Did you notice that I have watched the legendary bad and downright awful "Star Wars Holiday Special" on a bootleg DVD?

Many people do not know that this "special" was even made. It aired only once in the US and Canada on November 17, 1978 and George Lucas would track down and destroy every bootleg copy if he could?

The only saving grace of this very horrible show was the Bobba Fett cartoon (which is an "Easter egg" on the Star Wars Episode 1-6 Blu-Ray set). It made the character very popular for some strange reason.


----------



## NevinsCPH (Nov 15, 2012)

Czery said:


> Rhythm games! ( while simultaneously attempting to solve a cube)

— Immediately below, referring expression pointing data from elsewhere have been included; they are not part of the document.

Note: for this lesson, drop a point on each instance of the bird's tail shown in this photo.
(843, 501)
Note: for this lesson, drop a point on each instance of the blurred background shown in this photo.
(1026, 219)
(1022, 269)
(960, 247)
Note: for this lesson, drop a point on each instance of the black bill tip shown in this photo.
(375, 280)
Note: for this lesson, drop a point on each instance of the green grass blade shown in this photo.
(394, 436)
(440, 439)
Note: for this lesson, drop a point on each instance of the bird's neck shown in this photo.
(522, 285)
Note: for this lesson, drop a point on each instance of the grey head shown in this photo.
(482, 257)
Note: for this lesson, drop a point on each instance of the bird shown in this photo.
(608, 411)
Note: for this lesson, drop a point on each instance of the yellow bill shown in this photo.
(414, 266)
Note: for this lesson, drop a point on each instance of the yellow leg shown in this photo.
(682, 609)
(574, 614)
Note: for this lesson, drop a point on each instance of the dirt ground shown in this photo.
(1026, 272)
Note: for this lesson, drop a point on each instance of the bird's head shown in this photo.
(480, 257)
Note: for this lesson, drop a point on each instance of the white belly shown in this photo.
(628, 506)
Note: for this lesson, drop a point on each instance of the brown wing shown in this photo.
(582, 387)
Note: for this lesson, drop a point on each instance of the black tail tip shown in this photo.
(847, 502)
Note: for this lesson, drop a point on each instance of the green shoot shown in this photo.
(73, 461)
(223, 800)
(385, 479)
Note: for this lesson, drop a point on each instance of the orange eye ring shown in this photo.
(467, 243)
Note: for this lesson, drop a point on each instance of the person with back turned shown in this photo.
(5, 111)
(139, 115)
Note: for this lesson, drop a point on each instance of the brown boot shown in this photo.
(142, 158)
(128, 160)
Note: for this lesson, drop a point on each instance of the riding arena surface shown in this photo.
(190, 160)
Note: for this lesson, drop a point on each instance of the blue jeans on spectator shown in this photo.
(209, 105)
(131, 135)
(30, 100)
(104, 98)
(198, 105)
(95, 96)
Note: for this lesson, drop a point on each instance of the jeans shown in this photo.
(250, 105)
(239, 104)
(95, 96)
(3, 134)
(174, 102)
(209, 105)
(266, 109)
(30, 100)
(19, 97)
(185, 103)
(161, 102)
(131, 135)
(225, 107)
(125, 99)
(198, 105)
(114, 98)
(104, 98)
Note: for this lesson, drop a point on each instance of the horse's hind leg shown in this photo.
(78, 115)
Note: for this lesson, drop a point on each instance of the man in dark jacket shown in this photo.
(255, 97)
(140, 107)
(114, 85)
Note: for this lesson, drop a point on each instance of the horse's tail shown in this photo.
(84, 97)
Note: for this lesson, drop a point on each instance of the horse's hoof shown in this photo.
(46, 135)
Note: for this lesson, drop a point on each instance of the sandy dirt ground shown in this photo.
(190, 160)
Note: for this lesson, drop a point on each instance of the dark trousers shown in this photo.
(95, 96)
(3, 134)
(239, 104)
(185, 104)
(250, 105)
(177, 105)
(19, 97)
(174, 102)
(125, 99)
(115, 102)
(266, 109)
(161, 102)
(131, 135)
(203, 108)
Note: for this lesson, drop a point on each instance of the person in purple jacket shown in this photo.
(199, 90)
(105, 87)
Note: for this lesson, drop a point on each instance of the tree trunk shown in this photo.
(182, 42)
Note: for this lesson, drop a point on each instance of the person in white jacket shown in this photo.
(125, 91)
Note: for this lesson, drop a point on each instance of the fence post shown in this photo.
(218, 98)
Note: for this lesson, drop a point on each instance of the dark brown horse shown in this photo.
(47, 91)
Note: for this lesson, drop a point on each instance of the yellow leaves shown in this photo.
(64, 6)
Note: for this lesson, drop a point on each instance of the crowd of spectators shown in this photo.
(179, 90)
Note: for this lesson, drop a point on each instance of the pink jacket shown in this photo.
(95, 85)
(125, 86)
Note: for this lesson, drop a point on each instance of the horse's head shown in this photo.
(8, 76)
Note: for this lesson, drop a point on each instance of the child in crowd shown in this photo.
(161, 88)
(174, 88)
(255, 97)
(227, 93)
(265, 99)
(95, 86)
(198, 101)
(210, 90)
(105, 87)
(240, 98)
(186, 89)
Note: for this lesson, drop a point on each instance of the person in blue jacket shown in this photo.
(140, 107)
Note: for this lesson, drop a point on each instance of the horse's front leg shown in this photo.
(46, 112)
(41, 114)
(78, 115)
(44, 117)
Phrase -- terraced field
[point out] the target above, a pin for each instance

I tried this last friday and find it very difficult, when you play songs that has no gap and has a high difficulty. I played on the DDR Machine in the arcade, I might try tomorrow to do bld execution instead and the time limit for choosing song as memo time limit. haha


----------



## Czery (Nov 15, 2012)

NevinsCPH said:


> I tried this last friday and find it very difficult, when you play songs that has no gap and has a high difficulty. I played on the DDR Machine in the arcade, I might try tomorrow to do bld execution instead and the time limit for choosing song as memo time limit. haha



lol. I was going to try that until I realized that I had to memorize over 500 notes and decided it wasn't worth it. 
My blind is also rather slow.


----------



## TheNextFeliks (Nov 16, 2012)

I wish I was cubing. Besides that, school, pool, and origami.


----------